Bei seinem Auftritt zum Nachtragshaushalt im Winter 2021 sagte Lindner: "Also, meine Damen und Herren, wir brauchen den Mut zum Aufbruch." Es gehe um den Weg aus der Corona-Krise, um den wirtschaftlichen Erfolg und - auch das - "um die Verantwortung für die zukünftigen Generationen". Deshalb die 60 Milliarden für den Klimafonds, der sei für den notwendigen "Nachholprozess" das "geeignete Instrument". Er beteuerte damals, es gehe mitnichten darum, "allgemeine Projekte der Ampelkoalition oder etwa Staatskonsum" zu finanzieren. Die Mittel würden "zielgerichtet eingesetzt für transformative Investitionen". Das war deshalb wichtig, weil die Union gegen den Haushaltsstunt der Ampel in Karlsruhe klagen wollte. Inzwischen hat sie das in die Tat umgesetzt; mit einem Urteil wird im Herbst gerechnet. Sollte das Verfassungsgericht zu dem Schluss kommen, dass die Regierung die Corona-Kredite nicht hätte umwidmen dürfen, hätte die Ampel ein gewaltiges Problem.

Im Zentrum der KTF-Programme stehen im kommenden Jahr die energetische Gebäudesanierung (knapp 19 Milliarden Euro), der Ausbau der erneuerbaren Energien (12,6 Milliarden), die Elektromobilität (4,7 Milliarden) und der Aufbau einer Wasserstoffwirtschaft (3,8 Milliarden).
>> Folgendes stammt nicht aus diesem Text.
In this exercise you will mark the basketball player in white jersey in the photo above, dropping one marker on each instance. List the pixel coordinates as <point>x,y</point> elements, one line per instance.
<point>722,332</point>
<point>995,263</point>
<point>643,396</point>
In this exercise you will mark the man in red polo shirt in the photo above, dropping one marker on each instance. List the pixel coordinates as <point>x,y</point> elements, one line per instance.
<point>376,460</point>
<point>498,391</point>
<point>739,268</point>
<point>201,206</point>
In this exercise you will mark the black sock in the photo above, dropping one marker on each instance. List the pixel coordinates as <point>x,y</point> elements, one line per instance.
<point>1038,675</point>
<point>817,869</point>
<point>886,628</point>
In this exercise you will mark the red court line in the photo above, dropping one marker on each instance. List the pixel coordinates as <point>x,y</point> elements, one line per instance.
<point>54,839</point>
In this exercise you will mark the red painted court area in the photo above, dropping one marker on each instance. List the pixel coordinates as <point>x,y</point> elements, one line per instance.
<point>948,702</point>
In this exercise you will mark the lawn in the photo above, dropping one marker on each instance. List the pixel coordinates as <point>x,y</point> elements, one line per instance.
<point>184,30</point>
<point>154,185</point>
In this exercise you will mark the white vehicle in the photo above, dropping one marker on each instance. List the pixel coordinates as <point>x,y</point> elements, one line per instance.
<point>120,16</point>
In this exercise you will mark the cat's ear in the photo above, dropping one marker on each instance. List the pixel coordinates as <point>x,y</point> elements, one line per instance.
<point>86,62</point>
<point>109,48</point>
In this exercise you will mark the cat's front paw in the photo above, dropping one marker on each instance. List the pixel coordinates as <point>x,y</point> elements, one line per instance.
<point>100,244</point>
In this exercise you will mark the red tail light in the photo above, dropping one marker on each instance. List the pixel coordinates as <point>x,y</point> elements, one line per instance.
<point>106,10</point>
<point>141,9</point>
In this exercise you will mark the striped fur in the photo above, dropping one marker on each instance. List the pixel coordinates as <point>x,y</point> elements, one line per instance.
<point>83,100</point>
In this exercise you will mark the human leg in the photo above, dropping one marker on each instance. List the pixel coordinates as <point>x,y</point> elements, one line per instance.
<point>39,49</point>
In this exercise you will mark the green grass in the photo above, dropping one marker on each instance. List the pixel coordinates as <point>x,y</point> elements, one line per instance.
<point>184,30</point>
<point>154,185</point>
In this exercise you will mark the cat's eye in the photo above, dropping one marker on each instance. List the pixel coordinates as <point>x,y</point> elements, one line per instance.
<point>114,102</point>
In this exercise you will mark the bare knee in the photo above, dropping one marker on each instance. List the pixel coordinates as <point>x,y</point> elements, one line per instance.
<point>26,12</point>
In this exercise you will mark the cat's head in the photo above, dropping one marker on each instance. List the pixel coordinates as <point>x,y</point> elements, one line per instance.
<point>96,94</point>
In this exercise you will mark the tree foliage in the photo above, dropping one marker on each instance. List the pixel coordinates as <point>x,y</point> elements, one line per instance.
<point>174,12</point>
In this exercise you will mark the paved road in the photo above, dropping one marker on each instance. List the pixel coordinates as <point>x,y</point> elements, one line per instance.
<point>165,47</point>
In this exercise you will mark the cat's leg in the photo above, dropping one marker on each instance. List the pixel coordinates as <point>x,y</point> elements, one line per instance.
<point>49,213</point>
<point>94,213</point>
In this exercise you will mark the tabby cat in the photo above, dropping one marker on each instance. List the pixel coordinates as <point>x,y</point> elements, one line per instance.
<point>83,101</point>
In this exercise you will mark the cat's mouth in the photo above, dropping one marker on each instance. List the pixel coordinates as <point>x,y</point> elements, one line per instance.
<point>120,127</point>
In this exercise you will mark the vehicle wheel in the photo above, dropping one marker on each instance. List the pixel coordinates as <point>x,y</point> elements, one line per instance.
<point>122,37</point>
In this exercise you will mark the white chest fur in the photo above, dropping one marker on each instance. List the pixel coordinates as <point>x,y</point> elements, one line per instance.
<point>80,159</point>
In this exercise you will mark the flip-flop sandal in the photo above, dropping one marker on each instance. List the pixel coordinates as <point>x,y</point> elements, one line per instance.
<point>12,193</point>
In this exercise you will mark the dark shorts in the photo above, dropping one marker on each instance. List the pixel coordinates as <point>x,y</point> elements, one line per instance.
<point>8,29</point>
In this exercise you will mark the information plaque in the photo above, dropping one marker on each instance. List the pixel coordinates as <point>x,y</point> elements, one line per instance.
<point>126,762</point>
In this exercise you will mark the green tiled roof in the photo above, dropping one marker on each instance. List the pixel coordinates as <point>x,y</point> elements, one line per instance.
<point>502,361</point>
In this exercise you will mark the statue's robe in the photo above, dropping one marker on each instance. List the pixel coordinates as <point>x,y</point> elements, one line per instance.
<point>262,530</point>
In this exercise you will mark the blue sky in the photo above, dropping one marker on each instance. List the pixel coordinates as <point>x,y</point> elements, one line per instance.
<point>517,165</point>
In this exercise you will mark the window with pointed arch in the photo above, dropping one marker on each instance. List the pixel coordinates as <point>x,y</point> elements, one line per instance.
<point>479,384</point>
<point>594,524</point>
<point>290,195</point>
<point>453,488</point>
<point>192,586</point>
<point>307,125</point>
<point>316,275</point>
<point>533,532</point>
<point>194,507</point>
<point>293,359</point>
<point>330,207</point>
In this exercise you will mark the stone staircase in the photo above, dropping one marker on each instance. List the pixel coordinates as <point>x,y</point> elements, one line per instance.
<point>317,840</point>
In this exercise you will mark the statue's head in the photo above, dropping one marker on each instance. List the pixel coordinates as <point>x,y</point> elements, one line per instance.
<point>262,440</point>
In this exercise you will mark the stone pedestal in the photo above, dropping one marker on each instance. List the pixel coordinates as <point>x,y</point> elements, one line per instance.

Allerdings finden sich inzwischen auch etliche Posten im Wirtschaftsplan des Fonds, für die der Interpretationsspielraum von "Klima" und "Transformation" schon etwas gedehnt werden muss. So ist etwa die Förderung der Mikroelektronik - sprich: milliardenschwere Subventionen für die Ansiedlung von Chipfabriken - in den KTF gewandert, allein 2024 sind vier Milliarden vorgesehen. Auch die Bahn soll insgesamt 12,5 Milliarden aus dem Fonds bekommen, davon vier Milliarden 2024. Nun kann man natürlich sagen, dass die Bahn ein klimafreundliches Transportmittel ist. Eigentlich aber sollte die Bahn einen großen Teil ihrer zusätzlich benötigten Mittel aus der Erhöhung der Lkw-Maut bekommen - die braucht die Regierung aber nun zum Teil für andere Ausgaben. Außerhalb des Schatzkästchens.